She did not hear him. She cared nothing about sheep. She was thinking of George, of his imprisonment and madness.

'At last, when I feared that after all you might slip from me by means of that cripple at Wyvenhoe, I did more. I watched you on New Year's Eve; I waited for you to go to sleep, that I might fire your house. You did better than I had thought, you went out; and then I set the Ray Farm in flames. What cared I for the loss? It was nothing. By it I gained you, I secured you under my roof, by burning you out of the shelter of your own.' He swelled with pride. 'You know me now, Glory! Now think you that escape from me is possible? No, you do not, you cannot. I hedge you in, I undermine the ground you tread. I saw away the posts that hold up the roof above your head. You know now what I am, irresistible, almighty, as far as you are concerned, your fate incarnate. And I know you. I know that you are one who will never yield till you have found a man who is mightier in will and in power than you; those who have fought are best friends after the struggle, when each knows his own strength and the full measure of the resistance of the other. We have had one wrestle, and I have flung you at every round; you in your pride have stood up again, and wiped the blood from your heart, and the tears from your eyes, and tried another fall with me; but now, Glory, you have tried your last. Hitherto you fought not knowing the extent of my power, thinking that I put forth my full might when I spoke, but that I had no strength to act. Now you see what I can do, and what I have done, and you will abandon the fruitless battle. Glory! Glory! Come to my heart. You fear me now, and fear is the first step leading to love. Glory! my own Glory!' his voice faltered, and his fingers worked, 'I love you madly. I will do and dare all for you. I will live for you and for nothing in the world but you. Never till this day in the church have I so much as held your hand. Never till this moment, Glory! have I held you to my heart, never till this moment have I felt it bounding against mine, never till this moment have I kissed those dear, dear lips, as I shall now.'

He drew her to him. He unloosed his hands to throw his arms round her. She felt them closing on her like a hoop of iron, she felt his heart beating like the strokes of a blacksmith with his hammer; his burning breath was on her cheek. He! He kiss her! She lie on that heart which had schemed and carried out the destruction of her George!

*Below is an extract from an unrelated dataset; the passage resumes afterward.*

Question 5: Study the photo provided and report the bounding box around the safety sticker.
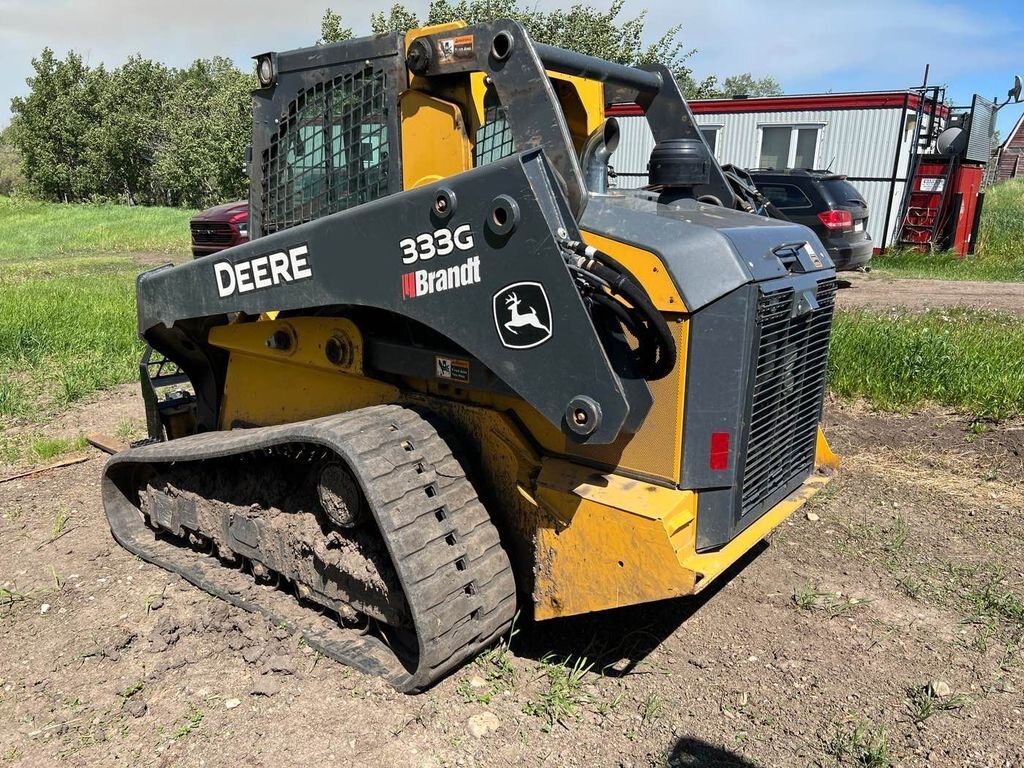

She cried out. She found her tongue. 'Let go! I hate you as I never hated you before! I hate you as a mad dog, as a poisonous adder! Let go!' She writhed and slipped partly away.

'Never till I have held you to my breast and kissed you,' he said.

'That never, never!' she gasped. She got her hands on his breast and forced his arms asunder behind her.

'Ha, ha! strong,' he laughed, 'but not strong as I.' He gripped her wrists and bent her arms back. She threw herself on the ground, he drew her up. She flung herself against the chair, crushing his hand against the chimney-piece, so that he let go with it for an instant. She groped about with her free hand, in the dark, for some weapon, she grasped something. He cursed her for the pain she had given him, and attempted again to seize her hand. In a moment she had struck him—him the coward assailant, him the thief, him the murderer—between the brows with the weapon her hand had taken. It was a blow with her whole force. There followed a crash of glass, then a sense as of her hand being plunged into fire. Then a shriek loud, tearing through roof and wall, loud, agonised, as only a man or a horse can utter in supreme moments of torture; and Rebow fell on the floor, writhing like a worm, with his hands over his face and eyes.

CHAPTER XXV.

IN THE DARKNESS.

Day by day Elijah Rebow lay, or sat, in the darkened oak parlour with his eyes bandaged, a prey to wrath, pain, despair. The vitriol from the broken vial had got into his eyes, and there was reason to fear had blinded them.